San Cataldo, parla l’ex candidato Scarantino: “Non è ancora tempo di nomi, prima serve un patto”

160

“La drammaticità del momento storico che stiamo vivendo impone una seria riflessione in vista della prossime amministrative. Una riflessione che vada oltre la retorica elettorale e gli schemi partitici”. Parla Giuseppe Scarantino, già candidato sindaco di San Cataldo.

“San Cataldo – continua Scarantino – sta attraversando uno dei periodi più bui della sua storia. Lo scioglimento per mafia del Comune e il dissesto finanziario rappresentano una ferita ancora aperta. Senza considerare che le gestioni commissariali degli enti locali provocano quasi sempre uno scollamento tra le istituzioni e il popolo. L’assenza di riferimenti politici all’interno del Comune (sindaco, giunta, consiglieri) ha suscitato anche a San Cataldo un senso di spaesamento e di estraniazione da parte dei cittadini. Il tutto amplificato dalla pandemia e della devastante crisi economica in atto. Che fare? Da dove ripartire? In queste settimane mi sono interrogato, anche alla luce del mio recente impegno. E penso che tutti possiamo e dobbiamo dare il nostro contributo, piccolo o grande che sia. Innanzitutto un contributo di idee.

Anche sulla scorta degli interventi politici pubblicati sulla stampa nelle scorse settimane, credo che il momento presente imponga di superare i rancori del passato e quella esasperata contrapposizione che ha caratterizzato talvolta la storia politica della nostra città. Dobbiamo riunire le migliori intelligenze e competenze per realizzare un progetto credibile. Non è ancora tempo di nomi e candidature. Prima serve un vero e proprio patto per rifondare il nostro paese.
Butto giù solo qualche idea a titolo di esempio.

  1. È necessario intercettare tutti quei finanziamenti destinati agli enti locali dal Recovery Plan. Attraverso la presentazione di progetti di qualità sarà infatti possibile attrarre investimenti preziosi in grado di riqualificare il nostro paese e rimettere in moto l’economia. Sono convintissimo che il Recovery Plan possa far ripartire l’Italia, ma anche la nostra San Cataldo

se opportunamente sfruttato anche dalla nostra città.

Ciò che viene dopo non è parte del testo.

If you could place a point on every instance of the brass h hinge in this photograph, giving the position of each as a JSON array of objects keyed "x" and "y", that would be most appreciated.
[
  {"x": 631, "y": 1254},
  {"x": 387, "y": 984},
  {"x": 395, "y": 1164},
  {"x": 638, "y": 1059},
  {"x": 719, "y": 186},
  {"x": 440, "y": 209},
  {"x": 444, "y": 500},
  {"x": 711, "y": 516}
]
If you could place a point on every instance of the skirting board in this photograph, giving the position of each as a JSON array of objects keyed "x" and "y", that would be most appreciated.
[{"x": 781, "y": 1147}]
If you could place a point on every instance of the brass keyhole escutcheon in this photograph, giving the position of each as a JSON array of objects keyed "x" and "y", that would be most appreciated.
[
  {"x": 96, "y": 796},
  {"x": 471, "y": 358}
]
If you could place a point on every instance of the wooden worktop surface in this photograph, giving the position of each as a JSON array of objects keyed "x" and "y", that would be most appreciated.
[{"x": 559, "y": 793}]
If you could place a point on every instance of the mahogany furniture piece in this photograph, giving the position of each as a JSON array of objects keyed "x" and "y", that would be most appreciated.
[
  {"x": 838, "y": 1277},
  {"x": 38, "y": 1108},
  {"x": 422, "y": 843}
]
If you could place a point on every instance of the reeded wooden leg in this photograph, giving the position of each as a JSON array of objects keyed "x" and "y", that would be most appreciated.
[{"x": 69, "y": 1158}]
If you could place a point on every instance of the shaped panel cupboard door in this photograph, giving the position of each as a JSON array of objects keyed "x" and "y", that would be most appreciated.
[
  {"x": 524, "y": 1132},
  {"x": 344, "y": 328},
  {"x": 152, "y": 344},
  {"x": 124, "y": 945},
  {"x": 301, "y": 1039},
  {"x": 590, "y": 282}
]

  1. Dobbiamo sfruttare la posizione che colloca San Cataldo al centro della Sicilia per puntare sul turismo rurale e sul turismo religioso: mi riferisco in particolare alla nostra bellissima Settimana Santa.
  2. È opportuno puntare sull’economia verde e su un utilizzo più efficiente delle risorse.
  3. Sostenere i commercianti, i bar e i ristoratori attraverso la sospensione prolungata della tassa sul suolo pubblico, la rimodulazione delle strisce blu e l’organizzazione di eventi pubblici capaci di creare aggregazione.
  4. Lotta alla corruzione e alla mafia. Trasparenza assoluta negli appalti.

C’è bisogno di persone oneste, creative e di buona volontà. Da parte mia metto a disposizione le competenze professionali, soprattutto quelle in campo economico. Almeno per una volta cerchiamo davvero di trovare un’intesa sugli obbiettivi da raggiungere, recuperando anche quanto di buono è stato portato avanti dalle amministrazioni di diversa estrazione politica che si sono succedute nel tempo. Il mio augurio è che la nostra città possa rinascere e che possiamo tutti recuperare l’orgoglio di essere sancataldesi”.